What do they speak of?

They speak of the need for human connection and diversity in the countryside.

They speak of their desire to make the world a better place and the colonial and scientific side of natural history curation. 

They speak of their love of gardens, nature, and their communities. 

They speak of the erroneous notion that Black and Brown people are not interested in the outdoor life; the echo chambers in organisational structures; the need for repatriation and representation in natural history collections.

They speak of decolonising narratives and the importance of acknowledging “other ways of being, knowing, and perceiving that have long been excluded from mainstream Western knowledge bases”, in the words of Jini Reddy.

They speak of addressing intersectional representations in the outdoor sector—visible and invisible disabilities; sexuality and gender identities; age; different body types; and race and ethnicity.

And when they speak, we may wonder about the ‘ignition points’ in each of their lives that started their journeys as maverick change-makers. What they say is important individually. Yet what they say together has collective power to inspire young people to act for nature and conservation. 

As Bryony and I moved through the gardens, another butterfly—a yellow Brimstone—appeared in the distance.  It wasn’t easy to see as the garden is big, the butterfly small. Yet there it was! A powerful concept in a delicate creature, one that creates the central metaphor of change in The Transformation of Colour. Of course, it will be after the first frost that the film makes its debut in London. Butterflies will not then be seen much, if at all. That does not mean they are not around. They will be hiding and hibernating between tree bark and under leafy debris, a vital life force and metaphor for young people ready to play a role in nature and conservation. 

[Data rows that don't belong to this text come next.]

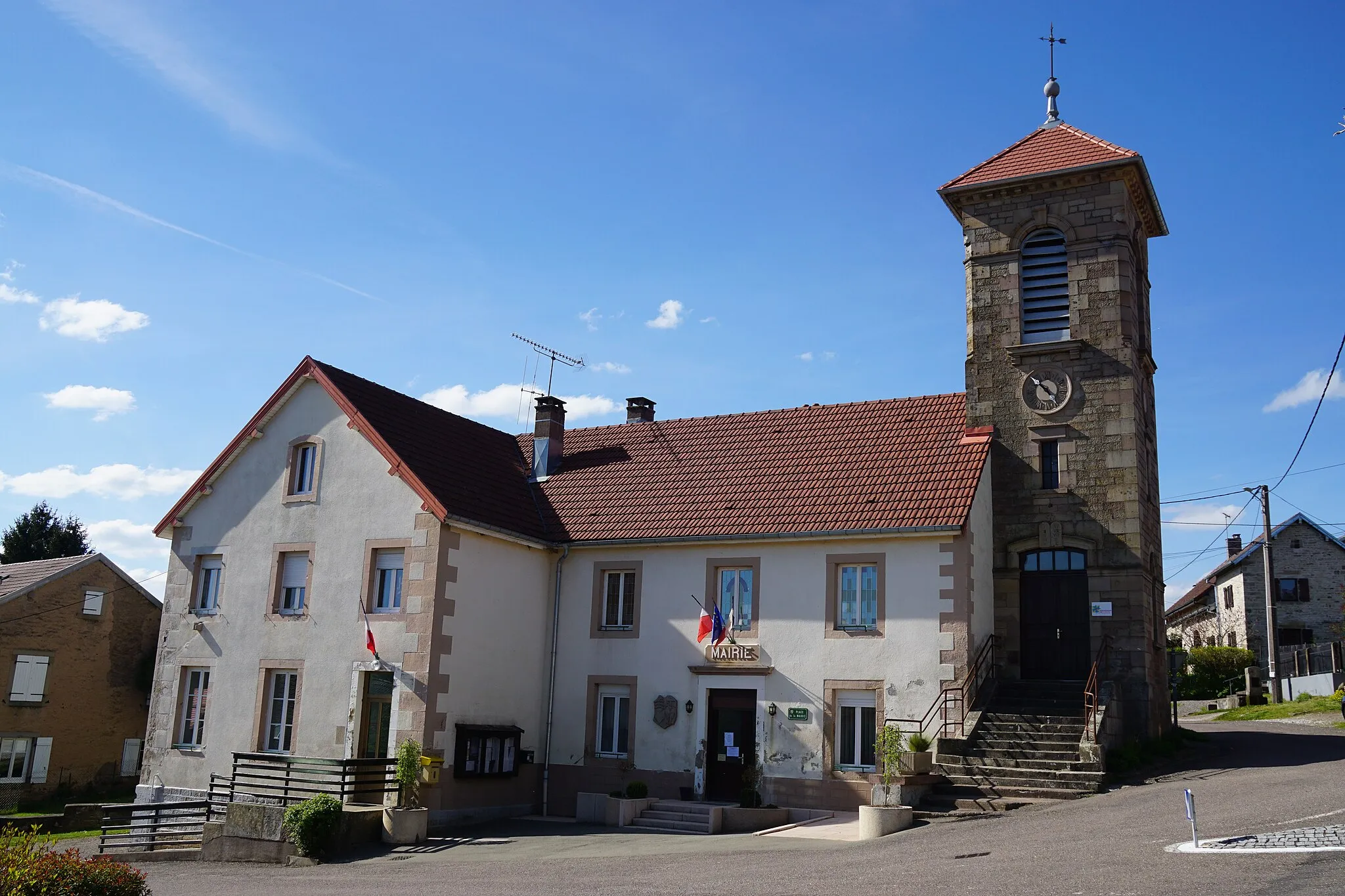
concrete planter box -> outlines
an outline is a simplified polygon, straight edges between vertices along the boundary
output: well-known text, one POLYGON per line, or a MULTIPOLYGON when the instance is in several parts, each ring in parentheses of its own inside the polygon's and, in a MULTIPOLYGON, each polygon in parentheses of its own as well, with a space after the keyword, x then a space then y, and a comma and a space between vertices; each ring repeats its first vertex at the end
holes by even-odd
POLYGON ((429 832, 428 809, 385 809, 385 844, 424 844, 429 832))
POLYGON ((902 752, 897 764, 902 775, 928 775, 933 767, 933 754, 928 750, 924 752, 902 752))
POLYGON ((788 809, 744 809, 725 806, 720 830, 725 834, 741 834, 749 830, 765 830, 790 823, 788 809))
POLYGON ((905 830, 915 821, 911 806, 859 806, 859 838, 877 840, 905 830))
POLYGON ((578 794, 574 803, 574 819, 589 825, 625 827, 640 817, 640 813, 658 799, 620 799, 607 794, 578 794))

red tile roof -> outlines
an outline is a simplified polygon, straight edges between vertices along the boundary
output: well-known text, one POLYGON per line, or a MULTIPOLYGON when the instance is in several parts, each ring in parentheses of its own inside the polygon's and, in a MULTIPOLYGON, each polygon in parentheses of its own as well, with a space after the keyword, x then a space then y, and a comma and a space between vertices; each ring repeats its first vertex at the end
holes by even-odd
POLYGON ((1134 149, 1118 146, 1071 125, 1060 124, 1054 128, 1038 128, 960 177, 954 177, 939 191, 1138 157, 1139 153, 1134 149))
POLYGON ((557 540, 958 527, 989 451, 958 392, 568 430, 539 488, 557 540))
POLYGON ((991 431, 963 394, 572 429, 529 480, 531 435, 440 410, 312 359, 156 527, 168 527, 311 376, 440 520, 546 543, 955 528, 991 431))

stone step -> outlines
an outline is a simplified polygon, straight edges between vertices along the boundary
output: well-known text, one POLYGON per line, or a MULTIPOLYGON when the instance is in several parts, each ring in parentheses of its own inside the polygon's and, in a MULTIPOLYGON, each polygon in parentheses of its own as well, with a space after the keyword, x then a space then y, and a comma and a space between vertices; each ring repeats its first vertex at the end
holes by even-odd
POLYGON ((640 818, 650 818, 654 821, 691 821, 702 827, 709 823, 709 815, 703 813, 694 811, 663 811, 659 809, 659 803, 654 803, 654 809, 646 809, 640 813, 640 818))
POLYGON ((666 821, 663 818, 646 818, 640 815, 631 822, 632 827, 639 827, 640 830, 663 830, 675 832, 678 834, 707 834, 710 833, 709 822, 703 821, 666 821))
POLYGON ((652 809, 656 809, 658 811, 681 811, 693 815, 705 815, 709 818, 712 806, 709 803, 697 803, 683 799, 660 799, 654 803, 652 809))
POLYGON ((1096 762, 1084 762, 1076 754, 1071 759, 1013 759, 1005 756, 946 756, 940 760, 948 768, 1014 768, 1029 771, 1102 771, 1096 762))
POLYGON ((1089 772, 1042 772, 1037 771, 1037 776, 1030 775, 1006 775, 1005 771, 1028 771, 1018 768, 966 768, 968 774, 947 774, 948 782, 954 785, 970 785, 972 787, 989 787, 997 795, 1001 797, 1028 797, 1032 795, 1025 791, 1044 791, 1044 793, 1100 793, 1102 779, 1079 779, 1071 778, 1068 775, 1080 775, 1089 772))

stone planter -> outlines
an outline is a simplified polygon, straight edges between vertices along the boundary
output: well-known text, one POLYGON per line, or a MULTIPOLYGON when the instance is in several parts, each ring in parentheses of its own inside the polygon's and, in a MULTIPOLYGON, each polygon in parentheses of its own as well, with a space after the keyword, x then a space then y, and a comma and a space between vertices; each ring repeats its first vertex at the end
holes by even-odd
POLYGON ((902 775, 928 775, 933 767, 933 754, 928 750, 924 752, 902 752, 898 764, 902 775))
POLYGON ((859 838, 877 840, 905 830, 915 821, 911 806, 859 806, 859 838))
POLYGON ((765 830, 790 823, 788 809, 744 809, 725 806, 724 822, 720 830, 725 834, 741 834, 749 830, 765 830))
POLYGON ((424 844, 429 832, 428 809, 385 809, 385 844, 424 844))

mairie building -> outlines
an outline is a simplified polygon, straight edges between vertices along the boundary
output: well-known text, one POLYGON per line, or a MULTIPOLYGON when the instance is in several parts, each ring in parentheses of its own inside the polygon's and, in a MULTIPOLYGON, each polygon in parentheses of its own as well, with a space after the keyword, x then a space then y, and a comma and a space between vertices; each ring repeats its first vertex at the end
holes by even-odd
POLYGON ((543 396, 518 437, 305 357, 157 527, 143 798, 414 739, 436 825, 632 780, 736 801, 751 767, 768 801, 853 809, 884 723, 935 737, 955 787, 1096 789, 1108 743, 1166 719, 1166 226, 1143 160, 1054 114, 939 193, 962 392, 689 419, 632 398, 585 429, 543 396), (1079 740, 1006 767, 1014 712, 1079 740))

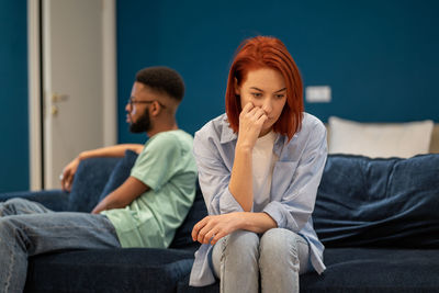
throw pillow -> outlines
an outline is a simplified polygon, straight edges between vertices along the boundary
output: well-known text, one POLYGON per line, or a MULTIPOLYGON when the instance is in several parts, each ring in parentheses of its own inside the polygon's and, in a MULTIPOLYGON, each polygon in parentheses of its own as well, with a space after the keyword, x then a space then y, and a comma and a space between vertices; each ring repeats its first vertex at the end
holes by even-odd
POLYGON ((371 158, 409 158, 428 154, 432 121, 410 123, 358 123, 329 117, 329 154, 361 155, 371 158))

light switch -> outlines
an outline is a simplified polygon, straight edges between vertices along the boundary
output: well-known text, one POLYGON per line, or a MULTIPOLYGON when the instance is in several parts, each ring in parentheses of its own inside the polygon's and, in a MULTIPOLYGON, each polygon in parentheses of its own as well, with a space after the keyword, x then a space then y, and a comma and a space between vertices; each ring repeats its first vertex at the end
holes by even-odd
POLYGON ((329 103, 330 102, 330 87, 306 87, 305 99, 308 103, 329 103))

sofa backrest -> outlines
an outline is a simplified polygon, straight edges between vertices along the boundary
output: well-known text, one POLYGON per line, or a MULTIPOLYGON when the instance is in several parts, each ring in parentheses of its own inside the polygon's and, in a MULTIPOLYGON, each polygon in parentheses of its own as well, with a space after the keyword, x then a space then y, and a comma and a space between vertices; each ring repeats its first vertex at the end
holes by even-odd
POLYGON ((329 155, 313 213, 326 247, 439 248, 439 155, 329 155))

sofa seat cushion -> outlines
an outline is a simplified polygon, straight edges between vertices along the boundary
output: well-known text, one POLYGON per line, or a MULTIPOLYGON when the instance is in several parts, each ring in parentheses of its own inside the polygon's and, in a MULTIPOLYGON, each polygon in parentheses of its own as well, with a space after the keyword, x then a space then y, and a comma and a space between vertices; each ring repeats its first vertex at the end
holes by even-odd
POLYGON ((301 292, 438 292, 435 249, 330 248, 326 271, 301 275, 301 292))
POLYGON ((126 248, 63 251, 30 258, 25 292, 176 292, 193 252, 126 248))
MULTIPOLYGON (((326 271, 300 278, 306 293, 413 293, 438 292, 439 253, 434 249, 330 248, 325 250, 326 271)), ((219 292, 219 282, 189 286, 189 275, 177 292, 219 292)))
POLYGON ((326 247, 439 248, 439 154, 328 156, 313 213, 326 247))

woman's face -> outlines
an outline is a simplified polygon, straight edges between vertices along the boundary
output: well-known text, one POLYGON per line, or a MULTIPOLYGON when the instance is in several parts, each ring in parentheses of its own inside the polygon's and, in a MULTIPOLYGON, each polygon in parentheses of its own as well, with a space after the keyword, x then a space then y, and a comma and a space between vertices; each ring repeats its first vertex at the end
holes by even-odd
POLYGON ((235 93, 240 95, 241 109, 252 103, 266 112, 268 120, 263 123, 260 136, 269 133, 286 102, 286 86, 281 72, 269 67, 248 71, 244 82, 240 87, 235 84, 235 93))

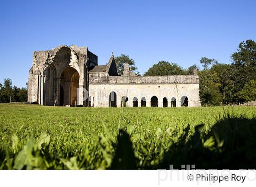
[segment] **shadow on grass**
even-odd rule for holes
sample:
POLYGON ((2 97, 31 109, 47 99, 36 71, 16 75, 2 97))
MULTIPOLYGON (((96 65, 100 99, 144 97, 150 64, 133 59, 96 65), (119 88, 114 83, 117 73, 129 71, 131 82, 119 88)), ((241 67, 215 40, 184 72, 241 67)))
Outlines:
MULTIPOLYGON (((181 169, 182 165, 195 165, 195 169, 256 169, 256 118, 226 118, 203 132, 203 125, 197 126, 188 140, 189 125, 179 140, 166 151, 160 163, 142 169, 181 169)), ((110 169, 138 169, 129 135, 120 130, 110 169)))

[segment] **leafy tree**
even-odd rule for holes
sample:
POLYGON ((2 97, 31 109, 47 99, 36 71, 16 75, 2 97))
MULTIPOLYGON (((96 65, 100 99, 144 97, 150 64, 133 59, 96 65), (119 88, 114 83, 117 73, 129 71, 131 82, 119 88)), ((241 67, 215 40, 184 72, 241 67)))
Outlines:
POLYGON ((252 40, 240 43, 237 52, 231 55, 233 80, 234 82, 234 100, 236 103, 244 101, 240 97, 240 91, 250 80, 256 77, 256 44, 252 40))
POLYGON ((202 64, 204 69, 208 69, 211 66, 218 63, 218 61, 213 58, 207 58, 206 57, 202 57, 200 59, 200 63, 202 64))
POLYGON ((248 40, 239 44, 238 52, 231 55, 234 63, 239 66, 256 66, 256 43, 248 40))
POLYGON ((217 106, 222 101, 220 91, 221 84, 217 73, 214 71, 204 69, 198 72, 199 77, 199 97, 201 104, 217 106))
POLYGON ((26 88, 21 88, 19 89, 19 92, 17 94, 19 98, 19 101, 27 102, 27 89, 26 88))
POLYGON ((0 90, 0 102, 10 102, 10 97, 13 93, 11 84, 11 80, 10 78, 4 79, 4 85, 1 87, 0 90))
POLYGON ((186 71, 176 63, 160 61, 150 68, 144 75, 181 75, 186 74, 186 71))
POLYGON ((27 90, 26 88, 17 88, 11 86, 11 80, 4 79, 4 85, 0 84, 0 103, 9 103, 11 96, 12 101, 26 102, 27 99, 27 90))
POLYGON ((256 81, 250 80, 239 94, 245 101, 256 101, 256 81))
POLYGON ((194 73, 194 69, 196 69, 197 72, 199 71, 199 68, 196 64, 194 64, 189 67, 187 70, 187 74, 188 75, 192 75, 194 73))
POLYGON ((138 69, 138 67, 135 66, 135 61, 133 59, 130 58, 128 55, 121 54, 120 56, 115 57, 115 61, 117 65, 117 73, 119 75, 123 75, 124 68, 124 63, 128 63, 130 65, 130 68, 132 72, 137 75, 139 75, 139 72, 138 71, 135 72, 138 69))
POLYGON ((224 104, 231 103, 235 96, 234 82, 233 80, 233 71, 232 65, 219 63, 213 65, 211 70, 217 73, 219 90, 222 94, 224 104))

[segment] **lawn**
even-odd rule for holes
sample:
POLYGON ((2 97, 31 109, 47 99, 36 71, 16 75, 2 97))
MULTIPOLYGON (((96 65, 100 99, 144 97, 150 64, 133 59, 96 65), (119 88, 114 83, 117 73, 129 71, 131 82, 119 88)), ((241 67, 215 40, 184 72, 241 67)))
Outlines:
POLYGON ((0 104, 0 169, 254 168, 256 117, 255 107, 0 104))

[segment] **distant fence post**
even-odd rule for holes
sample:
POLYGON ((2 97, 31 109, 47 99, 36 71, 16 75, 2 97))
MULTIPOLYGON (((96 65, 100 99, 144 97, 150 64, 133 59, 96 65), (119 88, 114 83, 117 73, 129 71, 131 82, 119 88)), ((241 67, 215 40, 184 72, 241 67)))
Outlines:
POLYGON ((56 102, 57 102, 57 99, 55 99, 55 102, 54 102, 54 105, 53 106, 55 106, 56 102))

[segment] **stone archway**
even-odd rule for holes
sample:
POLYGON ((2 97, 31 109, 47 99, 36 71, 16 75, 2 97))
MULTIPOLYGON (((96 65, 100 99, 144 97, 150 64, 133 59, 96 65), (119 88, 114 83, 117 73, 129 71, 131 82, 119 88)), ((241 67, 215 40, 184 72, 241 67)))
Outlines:
POLYGON ((133 99, 133 107, 138 107, 138 98, 135 97, 133 99))
POLYGON ((158 107, 158 99, 155 96, 153 96, 150 99, 151 107, 158 107))
POLYGON ((127 106, 127 102, 128 102, 128 98, 126 96, 124 96, 121 99, 121 107, 126 107, 127 106))
POLYGON ((142 98, 141 98, 140 103, 141 104, 141 107, 146 107, 146 98, 145 98, 144 97, 143 97, 142 98))
POLYGON ((168 100, 166 97, 164 97, 163 99, 163 107, 168 107, 168 100))
POLYGON ((188 106, 188 98, 186 96, 183 96, 181 99, 181 106, 187 107, 188 106))
POLYGON ((114 91, 109 94, 109 107, 117 107, 117 94, 114 91))
POLYGON ((77 104, 77 89, 79 87, 79 73, 73 68, 66 68, 60 76, 59 105, 77 104))

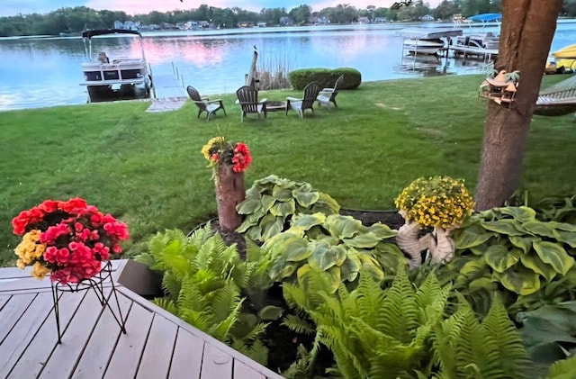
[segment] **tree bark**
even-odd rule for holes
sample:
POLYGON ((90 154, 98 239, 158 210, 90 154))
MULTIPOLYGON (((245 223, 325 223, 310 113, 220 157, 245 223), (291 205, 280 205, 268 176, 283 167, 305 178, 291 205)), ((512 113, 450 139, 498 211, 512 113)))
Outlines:
POLYGON ((242 216, 236 211, 236 205, 246 197, 244 173, 234 172, 231 165, 220 165, 215 182, 220 227, 234 231, 242 223, 242 216))
POLYGON ((490 102, 474 194, 476 210, 500 206, 518 188, 524 150, 562 0, 503 0, 497 71, 520 71, 510 109, 490 102))

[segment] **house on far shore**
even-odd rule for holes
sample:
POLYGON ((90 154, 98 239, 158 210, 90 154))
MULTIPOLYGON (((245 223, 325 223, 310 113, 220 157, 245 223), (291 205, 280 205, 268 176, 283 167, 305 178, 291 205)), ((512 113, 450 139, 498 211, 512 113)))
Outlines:
POLYGON ((308 23, 311 23, 312 25, 326 25, 328 23, 330 23, 330 21, 326 16, 315 15, 310 16, 308 18, 308 23))
POLYGON ((140 22, 133 22, 131 20, 128 20, 125 22, 122 21, 114 21, 114 29, 124 29, 126 31, 138 31, 141 27, 140 22))
POLYGON ((280 23, 281 26, 292 26, 294 24, 294 20, 292 20, 292 17, 282 16, 278 23, 280 23))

Take a moment to connect with the space when you’re in Meanwhile Gardens. Run your hands through the rosemary and let this fragrance of remembrance help fix the film’s message in your mind: within everyone is a chrysalis waiting to transform—the self, society, and the natural world.

 

Kathryn Aalto is a garden historian, landscape designer, creative nonfiction teacher, and New York Times bestselling author of three books including Writing Wild: Women Poets, Ramblers, and Mavericks Who Shape How We See the Natural World.